As they work to combine the services, we’ve already learned that HBO Max is importing some of the Magnolia Network programming (curated by Chip and Joanna Gaines), with titles like “Fixer Upper: Welcome Home,” “Magnolia Table With Joanna Gaines,” “The Lost Kitchen,” “Growing Floret,” “Family Dinner With Andrew Zimmern,” “Restoration Road With Clint Harp,” “Maine Cabin Masters” and all five seasons of “Fixer Upper” available from Sept. 30. Meanwhile, a CNN tab launched on discovery+ on Friday.
Strategy at HBO Max is also changing with kids and family programming, and unscripted shows are no longer a priority at the HBO Max portion of the merged company. In fact, there were around 70 people laid off across those divisions earlier this week.

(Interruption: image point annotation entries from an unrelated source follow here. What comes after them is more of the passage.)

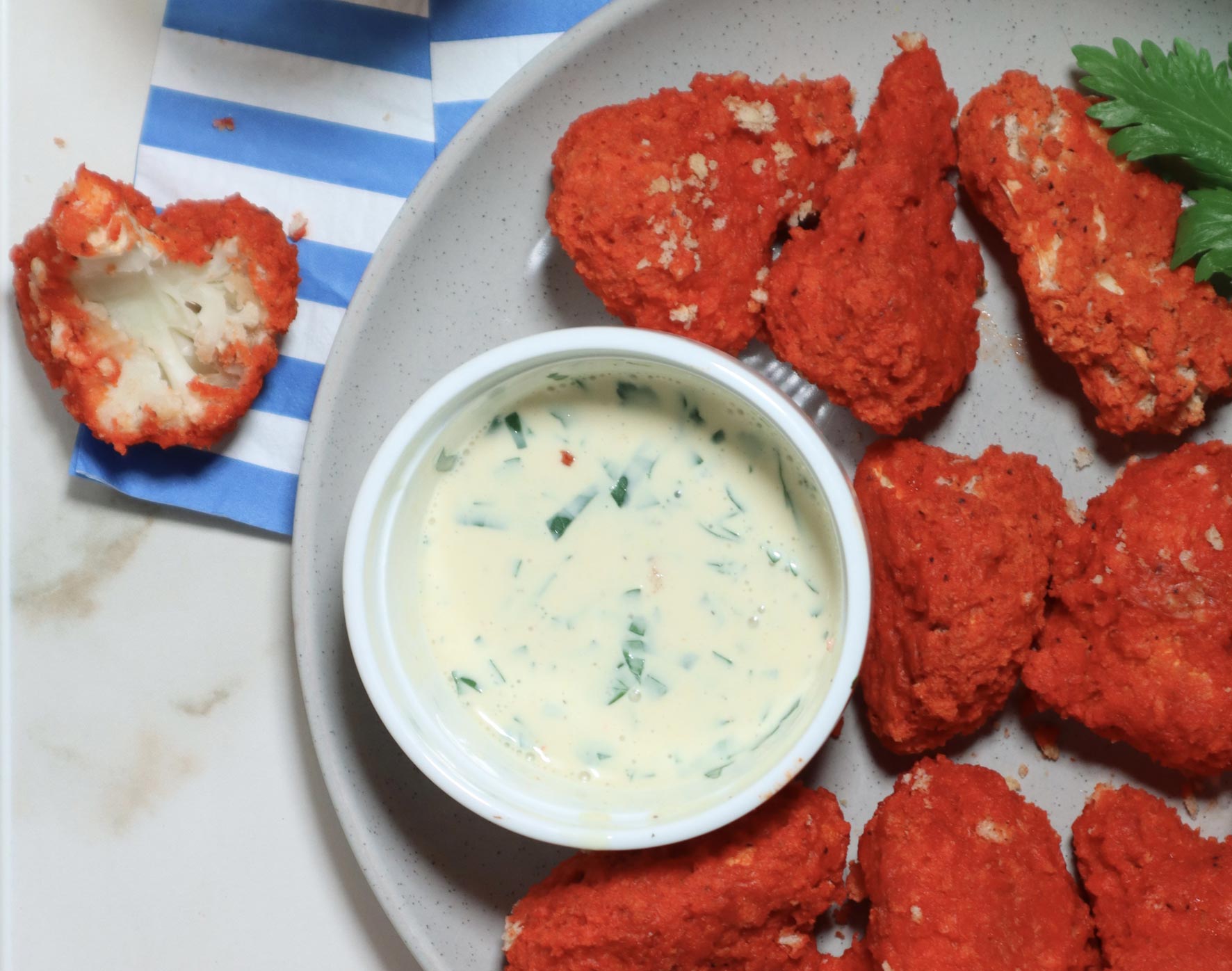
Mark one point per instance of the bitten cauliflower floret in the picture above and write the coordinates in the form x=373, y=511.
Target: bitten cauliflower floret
x=159, y=327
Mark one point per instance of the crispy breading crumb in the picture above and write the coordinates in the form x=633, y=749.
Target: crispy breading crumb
x=753, y=116
x=297, y=227
x=684, y=313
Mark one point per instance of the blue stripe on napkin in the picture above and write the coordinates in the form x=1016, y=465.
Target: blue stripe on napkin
x=330, y=274
x=193, y=480
x=467, y=20
x=327, y=29
x=290, y=388
x=286, y=143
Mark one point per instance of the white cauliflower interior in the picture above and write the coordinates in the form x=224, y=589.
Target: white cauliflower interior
x=165, y=323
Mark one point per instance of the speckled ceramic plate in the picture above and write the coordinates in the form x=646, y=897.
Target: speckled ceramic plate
x=470, y=264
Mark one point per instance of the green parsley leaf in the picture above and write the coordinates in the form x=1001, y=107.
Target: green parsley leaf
x=1205, y=228
x=1165, y=104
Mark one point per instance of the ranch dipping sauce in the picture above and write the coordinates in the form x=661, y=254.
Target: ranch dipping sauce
x=626, y=579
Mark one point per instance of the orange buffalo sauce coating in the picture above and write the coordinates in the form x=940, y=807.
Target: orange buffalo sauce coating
x=1162, y=894
x=670, y=204
x=743, y=897
x=962, y=554
x=1093, y=237
x=1137, y=642
x=92, y=355
x=965, y=875
x=875, y=306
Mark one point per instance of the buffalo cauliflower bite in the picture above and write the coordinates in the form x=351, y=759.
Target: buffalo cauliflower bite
x=159, y=327
x=1137, y=643
x=1162, y=894
x=875, y=306
x=965, y=875
x=670, y=204
x=743, y=897
x=1093, y=237
x=962, y=552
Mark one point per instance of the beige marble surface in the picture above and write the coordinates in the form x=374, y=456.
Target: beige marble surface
x=165, y=806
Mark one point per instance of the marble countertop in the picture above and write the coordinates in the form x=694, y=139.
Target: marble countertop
x=163, y=808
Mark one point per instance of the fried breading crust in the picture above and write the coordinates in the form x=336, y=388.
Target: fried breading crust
x=965, y=875
x=670, y=204
x=1093, y=237
x=1162, y=895
x=1137, y=643
x=875, y=306
x=962, y=552
x=83, y=351
x=742, y=897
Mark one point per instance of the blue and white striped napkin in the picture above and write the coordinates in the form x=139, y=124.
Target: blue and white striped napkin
x=338, y=109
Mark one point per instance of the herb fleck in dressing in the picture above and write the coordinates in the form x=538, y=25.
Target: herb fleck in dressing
x=619, y=579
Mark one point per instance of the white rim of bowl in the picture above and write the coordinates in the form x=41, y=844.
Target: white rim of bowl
x=731, y=375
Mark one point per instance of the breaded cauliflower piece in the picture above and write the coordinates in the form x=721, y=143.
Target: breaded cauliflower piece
x=742, y=897
x=159, y=327
x=1137, y=643
x=962, y=554
x=1093, y=237
x=875, y=306
x=670, y=204
x=965, y=875
x=1162, y=895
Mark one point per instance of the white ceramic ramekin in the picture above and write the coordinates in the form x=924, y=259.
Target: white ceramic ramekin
x=405, y=694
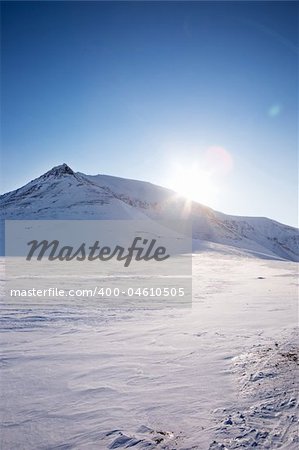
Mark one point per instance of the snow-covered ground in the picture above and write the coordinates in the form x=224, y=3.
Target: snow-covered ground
x=217, y=375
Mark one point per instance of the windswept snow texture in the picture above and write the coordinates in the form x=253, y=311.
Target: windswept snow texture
x=63, y=194
x=219, y=375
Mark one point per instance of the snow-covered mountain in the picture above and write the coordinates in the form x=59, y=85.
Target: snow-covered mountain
x=63, y=194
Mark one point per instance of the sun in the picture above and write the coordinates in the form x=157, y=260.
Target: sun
x=193, y=183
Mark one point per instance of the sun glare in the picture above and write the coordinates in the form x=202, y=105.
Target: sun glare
x=202, y=179
x=194, y=184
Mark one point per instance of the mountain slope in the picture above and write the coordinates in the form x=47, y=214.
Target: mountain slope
x=63, y=194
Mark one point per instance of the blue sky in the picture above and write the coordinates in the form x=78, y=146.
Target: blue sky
x=165, y=92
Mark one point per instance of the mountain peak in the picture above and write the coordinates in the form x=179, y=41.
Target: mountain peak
x=57, y=171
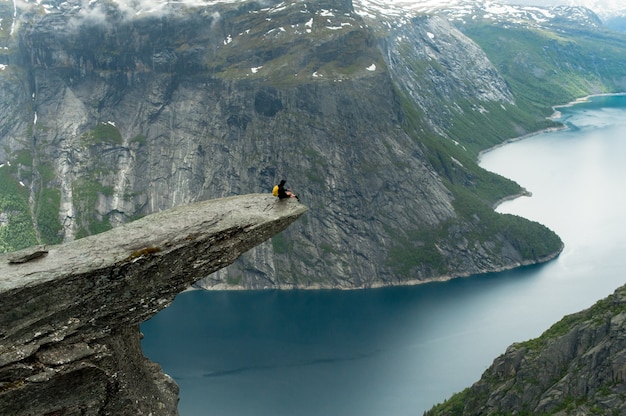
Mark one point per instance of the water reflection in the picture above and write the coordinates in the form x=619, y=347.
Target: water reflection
x=398, y=351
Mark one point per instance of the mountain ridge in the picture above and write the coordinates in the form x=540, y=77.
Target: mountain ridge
x=376, y=123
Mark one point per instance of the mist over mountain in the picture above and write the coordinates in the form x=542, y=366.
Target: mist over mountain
x=374, y=113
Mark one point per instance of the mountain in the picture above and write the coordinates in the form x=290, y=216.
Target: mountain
x=576, y=367
x=71, y=343
x=375, y=114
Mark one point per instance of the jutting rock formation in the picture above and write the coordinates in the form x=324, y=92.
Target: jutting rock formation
x=577, y=367
x=69, y=335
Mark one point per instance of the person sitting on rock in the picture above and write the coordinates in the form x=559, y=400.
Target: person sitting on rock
x=282, y=193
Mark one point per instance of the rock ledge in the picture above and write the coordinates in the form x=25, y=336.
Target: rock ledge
x=69, y=337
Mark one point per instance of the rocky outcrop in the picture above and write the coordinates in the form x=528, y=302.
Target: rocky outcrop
x=69, y=337
x=577, y=367
x=112, y=113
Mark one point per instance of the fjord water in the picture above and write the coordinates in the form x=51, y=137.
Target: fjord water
x=398, y=351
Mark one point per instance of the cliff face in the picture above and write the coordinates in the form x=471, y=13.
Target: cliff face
x=69, y=335
x=109, y=113
x=577, y=367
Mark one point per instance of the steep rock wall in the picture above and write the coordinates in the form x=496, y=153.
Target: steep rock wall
x=129, y=115
x=576, y=367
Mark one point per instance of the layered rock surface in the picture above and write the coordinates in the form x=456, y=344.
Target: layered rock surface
x=69, y=337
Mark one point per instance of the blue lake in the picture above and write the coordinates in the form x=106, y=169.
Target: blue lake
x=398, y=351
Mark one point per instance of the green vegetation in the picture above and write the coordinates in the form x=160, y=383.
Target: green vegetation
x=103, y=133
x=544, y=68
x=18, y=231
x=85, y=195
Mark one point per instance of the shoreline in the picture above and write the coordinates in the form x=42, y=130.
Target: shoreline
x=444, y=278
x=554, y=117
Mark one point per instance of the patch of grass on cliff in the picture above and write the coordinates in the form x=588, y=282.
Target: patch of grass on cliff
x=419, y=250
x=47, y=215
x=103, y=133
x=18, y=232
x=281, y=244
x=543, y=68
x=85, y=195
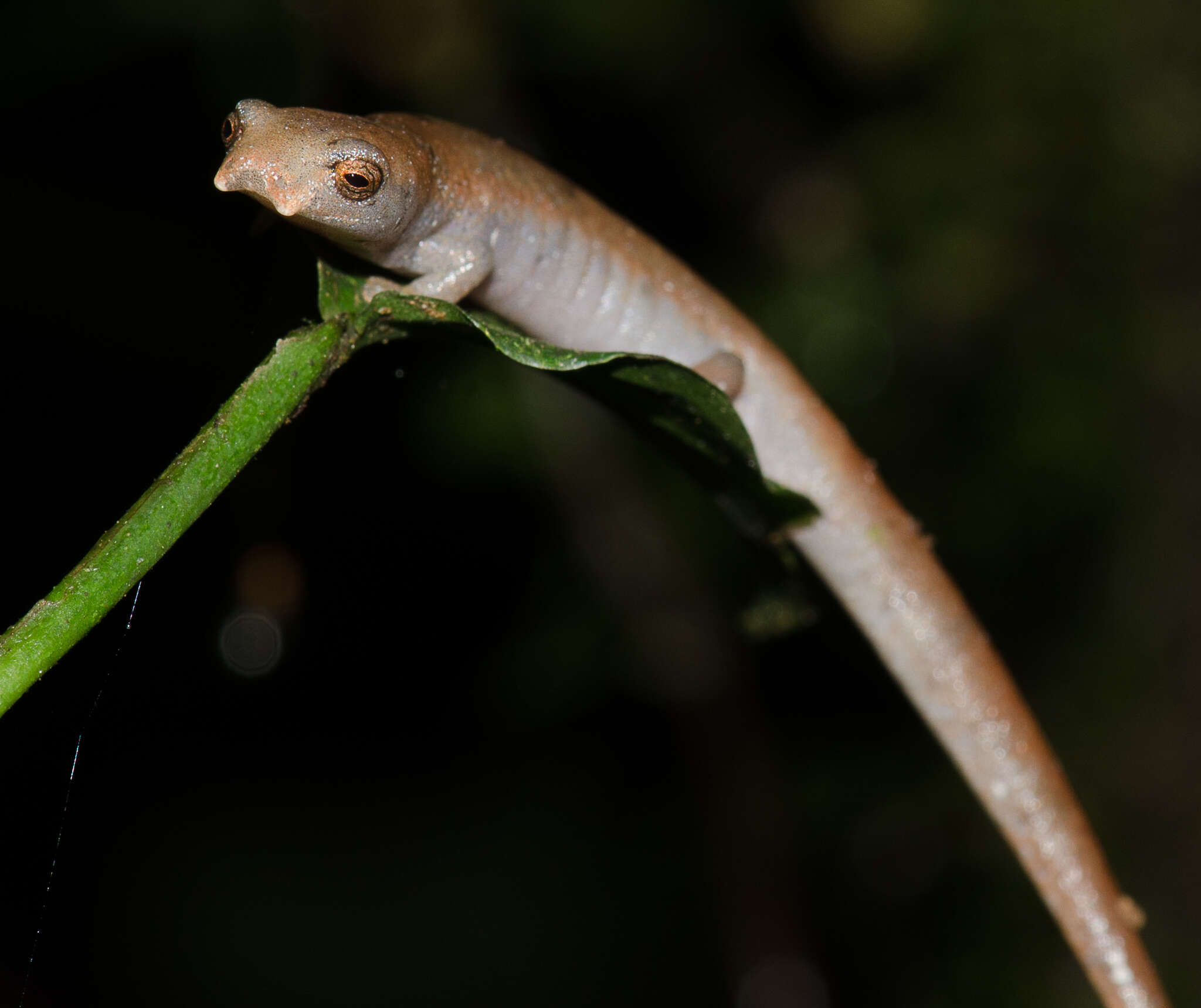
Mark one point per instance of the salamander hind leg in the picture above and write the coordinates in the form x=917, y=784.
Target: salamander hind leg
x=724, y=371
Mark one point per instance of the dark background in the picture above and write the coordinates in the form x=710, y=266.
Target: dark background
x=486, y=769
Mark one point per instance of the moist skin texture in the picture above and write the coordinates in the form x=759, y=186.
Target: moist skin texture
x=460, y=214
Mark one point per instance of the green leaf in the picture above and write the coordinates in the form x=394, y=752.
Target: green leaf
x=685, y=416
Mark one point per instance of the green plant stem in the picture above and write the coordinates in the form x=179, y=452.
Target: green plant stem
x=273, y=393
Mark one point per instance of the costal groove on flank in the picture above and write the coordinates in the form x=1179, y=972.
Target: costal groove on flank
x=543, y=236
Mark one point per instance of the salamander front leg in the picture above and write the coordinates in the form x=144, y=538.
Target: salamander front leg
x=453, y=285
x=724, y=371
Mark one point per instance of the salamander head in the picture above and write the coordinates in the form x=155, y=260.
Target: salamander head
x=354, y=181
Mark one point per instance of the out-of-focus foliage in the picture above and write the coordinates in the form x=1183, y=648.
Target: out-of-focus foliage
x=973, y=225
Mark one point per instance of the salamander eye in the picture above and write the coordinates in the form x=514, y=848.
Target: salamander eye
x=231, y=129
x=357, y=178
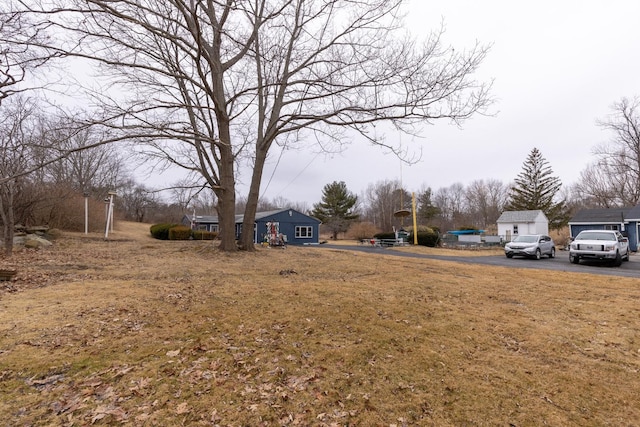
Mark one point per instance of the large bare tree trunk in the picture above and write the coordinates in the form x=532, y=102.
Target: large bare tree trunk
x=227, y=201
x=6, y=213
x=252, y=202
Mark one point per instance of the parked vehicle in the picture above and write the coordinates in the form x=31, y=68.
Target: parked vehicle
x=599, y=244
x=531, y=246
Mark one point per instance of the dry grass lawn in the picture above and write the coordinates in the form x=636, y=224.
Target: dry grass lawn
x=141, y=332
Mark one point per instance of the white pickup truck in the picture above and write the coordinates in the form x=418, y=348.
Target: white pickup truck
x=599, y=244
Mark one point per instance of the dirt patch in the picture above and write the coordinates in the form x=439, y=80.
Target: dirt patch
x=142, y=332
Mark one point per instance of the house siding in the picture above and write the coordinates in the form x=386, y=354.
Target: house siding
x=599, y=219
x=527, y=222
x=288, y=220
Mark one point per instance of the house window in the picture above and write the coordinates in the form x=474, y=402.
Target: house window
x=305, y=232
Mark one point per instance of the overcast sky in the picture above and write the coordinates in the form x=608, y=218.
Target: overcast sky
x=557, y=66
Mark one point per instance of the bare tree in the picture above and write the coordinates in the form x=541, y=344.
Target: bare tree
x=485, y=201
x=383, y=200
x=452, y=206
x=614, y=178
x=135, y=201
x=17, y=127
x=210, y=84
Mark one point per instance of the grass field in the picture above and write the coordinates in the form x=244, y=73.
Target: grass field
x=140, y=332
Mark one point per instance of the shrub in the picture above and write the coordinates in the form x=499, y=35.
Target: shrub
x=204, y=235
x=425, y=238
x=180, y=232
x=161, y=231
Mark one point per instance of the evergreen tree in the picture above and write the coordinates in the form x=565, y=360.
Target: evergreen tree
x=336, y=208
x=536, y=188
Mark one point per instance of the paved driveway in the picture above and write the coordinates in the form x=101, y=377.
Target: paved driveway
x=559, y=263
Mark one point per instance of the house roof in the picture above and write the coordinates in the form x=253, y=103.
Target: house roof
x=606, y=215
x=212, y=219
x=521, y=216
x=633, y=214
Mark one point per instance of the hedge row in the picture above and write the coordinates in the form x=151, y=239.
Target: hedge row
x=172, y=231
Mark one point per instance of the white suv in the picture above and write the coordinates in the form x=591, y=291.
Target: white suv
x=599, y=244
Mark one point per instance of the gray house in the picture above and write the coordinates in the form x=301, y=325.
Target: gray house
x=277, y=226
x=514, y=223
x=624, y=220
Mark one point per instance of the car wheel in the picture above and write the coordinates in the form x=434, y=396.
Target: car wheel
x=617, y=262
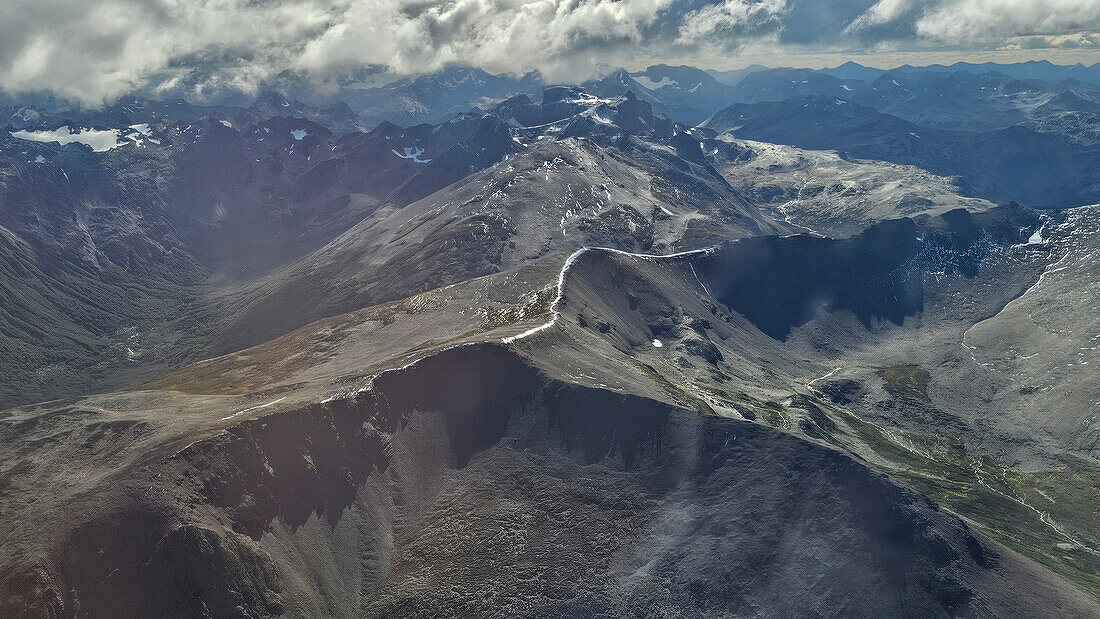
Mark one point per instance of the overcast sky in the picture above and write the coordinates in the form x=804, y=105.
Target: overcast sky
x=97, y=50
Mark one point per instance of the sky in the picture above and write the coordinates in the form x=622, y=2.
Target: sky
x=95, y=51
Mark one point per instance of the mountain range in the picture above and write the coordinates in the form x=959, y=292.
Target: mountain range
x=670, y=342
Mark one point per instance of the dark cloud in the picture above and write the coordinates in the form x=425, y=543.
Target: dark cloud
x=96, y=50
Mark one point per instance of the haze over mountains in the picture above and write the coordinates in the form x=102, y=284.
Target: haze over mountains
x=779, y=342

That explains why many children’s titles are either being scaled back, like “Sesame Street,” or removed altogether, like the U.K. animated secondary school series “Dodo” or “Esme & Roy.”
A couple of weeks ago, the $90 million DC film “Batgirl,” was shelved, as was the animated “Scoob! Holiday Haunt.” That reportedly was due to cost-saving measures that will come from tax credits. Zaslav has been implementing cost-cutting efforts as the company seeks out about $3 billion in synergies and looks to pay down debt that has ballooned to more than $50 billion, as TheWrap previously reported.
And a similar strategy seems to be in place at HBO Max. Not via tax credits, but there are financial implications to the company’s decision to pull original shows and films. Even if HBO Max owns a show, there could be monies owed in areas like residuals the longer a program stays on the streaming platform.
If a homegrown show isn’t attracting strong viewer numbers, it makes sense from a financial perspective. We know that HBO Max does plan to keep the unscripted programs that perform well, so if something is being cut, the logical conclusion is people aren’t watching.
Cutting programming from a streamer isn’t anything new. Netflix made headlines earlier this year following major revenue and subscriber losses. Its animation department was particularly hard-hit in the kids and family space.
The streamer scrapped its long-delayed adaptation of Jeff Smith’s beloved comic book series “Bone,” which was being turned into a kids series. Additionally, in May, Netflix pulled the plug on animated projects like “Wings of Fire” from executive producer Ava DuVernay, the preschool series “Antiracist Baby” and “With Kind Regards From Kindergarten,” though the streamer said these were not cost-related cuts. Among the impacted projects that month were Prince Harry and Meghan Markle’s “Pearl,” as well as “Dino Daycare” and “Boons and Curses” — all kids’ animated programs.